Schildkröten der Gattung Pseudemys sind mittelgroße bis große Wasserschildkröten mit deutlichem Geschlechtsdimorphismus. Männchen erreichen eine Carapaxlänge von 33 cm, Weibchen bis 43 cm. Erwachsene Männchen haben verlängerte Vorderklauen und einen dickeren Schwanz. Ihre Kloakenöffnung befindet sich hinter, die der Weibchen unter dem Panzerrand. Der Panzer von Jungtieren ist hinten gezahnt und trägt einen medialen Kiel, während ältere Individuen oft einen flachen oder konkaven Carapax haben. Die Grundfarbe des Rückenpanzers ist oliv, braun oder schwarz mit einem Muster aus gelben bis orangefarbenen oder roten Balken, Wellenlinien oder konzentrischen Kreisen, das bei älteren Tieren weitgehend verschwinden kann. Bei Jungtieren ist die Grundfarbe grün. Das Plastron ist relativ groß und gelenklos mit einer hinteren medialen Kerbe. Es ist es blassgelb bis orange oder korallenfarben, bei einigen Populationen mit einem dunklen, verästelten Muster, das im Allgemeinen den Nähten folgt. Die Haut kann braun, oliv, grün oder schwarz sein. Gelbe Streifen sind normalerweise am Kopf, am Hals und an den Gliedmaßen vorhanden [5].

Verbreitung

Das natürliche Areal umfasst die östlichen USA und Nordmexiko [3; 4]. Details siehe unter Taxonomie.

Lebensraum und Lebensweise

Echte Schmuckschildkröten besiedeln vor allem Flüsse mit stellenweise dichter Vegetation, gehen aber auch in andere Gewässer, einschließlich Brackwasser. Die Nahrung besteht überwiegend oder ausschließlich aus Wasserpflanzen. Weibchen werden mit etwa 14 cm Carapaxlänge geschlechtsreif. Im Süden beginnt die Paarungszeit schon im Januar. Die Paarung findet im Wasser statt. Dabei schwimmt das Männchen dicht über seiner Partnerin und beklopft deren Kopf mit den langen Krallen der Vorderfüße. Die Ablage der jeweils 6-19 (4-30) Eier erfolgt von Mai bis Juli, der Schlupf der etwa 35 mm messenden Jungtiere im August/September. Ein Weibchen kann jährlich bis zu 6 Gelege produzieren [1; 2; 7-13].

Gefährdung und Schutz

Die Alabama-Schmuckschildkröte (P. alabamensis) gilt als stark (Rote Liste: ENDANGERED), die Rio Grande-Schmuckschildkröte (P. gorzugi) als potenziell (NEAR THREATENED) gefährdet. Alle anderen Formen sind nicht gefährdet (LEAST CONCERN) [7-13].

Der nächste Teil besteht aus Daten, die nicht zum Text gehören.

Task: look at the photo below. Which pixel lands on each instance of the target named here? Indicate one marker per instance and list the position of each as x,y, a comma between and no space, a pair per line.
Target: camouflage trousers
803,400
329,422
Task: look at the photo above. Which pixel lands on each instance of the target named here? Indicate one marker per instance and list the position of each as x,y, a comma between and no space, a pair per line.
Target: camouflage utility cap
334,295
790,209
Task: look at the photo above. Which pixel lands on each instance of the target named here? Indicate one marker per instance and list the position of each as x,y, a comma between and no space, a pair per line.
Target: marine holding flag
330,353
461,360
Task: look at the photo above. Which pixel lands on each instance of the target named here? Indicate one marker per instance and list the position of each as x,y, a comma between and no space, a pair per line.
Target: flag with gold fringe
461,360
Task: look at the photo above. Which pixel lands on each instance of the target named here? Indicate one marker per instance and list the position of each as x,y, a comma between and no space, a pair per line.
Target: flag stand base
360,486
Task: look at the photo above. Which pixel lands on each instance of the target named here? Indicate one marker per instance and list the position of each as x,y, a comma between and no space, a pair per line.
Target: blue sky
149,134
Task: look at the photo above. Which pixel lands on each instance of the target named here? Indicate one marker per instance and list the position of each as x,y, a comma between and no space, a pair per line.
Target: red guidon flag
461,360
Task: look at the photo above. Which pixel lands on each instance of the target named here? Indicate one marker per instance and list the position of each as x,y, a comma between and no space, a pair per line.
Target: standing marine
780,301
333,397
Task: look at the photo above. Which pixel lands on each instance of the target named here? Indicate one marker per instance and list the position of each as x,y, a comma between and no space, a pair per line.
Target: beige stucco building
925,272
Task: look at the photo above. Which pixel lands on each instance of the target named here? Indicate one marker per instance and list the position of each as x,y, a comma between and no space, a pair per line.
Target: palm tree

Bedeutung für den Menschen

Echte Schmuckschildkröten werden in großem Stil für den Export gezüchtet und gebietsweise für den nationalen und internationalen Tierhandel oder zur Ernährung für den Eigenbedarf gesammelt.In den Jahren 2003-2005 exportierten die USA insgesamt 11'169'657 Pseudemys, davon waren nur 63'659 Wildfänge [7-13; 14].

Haltung

Im Sinne einer guten Haltungspraxis wird empfohlen, dass ein Terrarium mindestens dem 6x3-fachen der Carapaxlänge und die Wassertiefe dem 4- bis 5-fachen der Carapaxbreite entsprechen soll. Das Wasser sollte für Jungtiere 22-25ºC warm sein, bei erwachsenen sind tiefere Temperaturen möglich. Je nach Provenienz ist eine Winterruhe von ca. 3 Monaten bei 8 -12°C angezeigt [2; 15].

Haltung in europäischen Zoos: Alljährlich werden zahlreiche Schmuckschildkröten von privaten Haltern entsorgt, indem sie irgendwo in einem öffentlichen Gewässer ausgesetzt werden - und auch Zoos werden mit solch nicht mehr erwünschten Tieren beglückt. In aller Regel lässt sich der Ursprung der Tiere nicht feststellen, und in Anbetracht der unübersichtlichen Taxonomie scheitert die genaue Artbestimmung vielfach.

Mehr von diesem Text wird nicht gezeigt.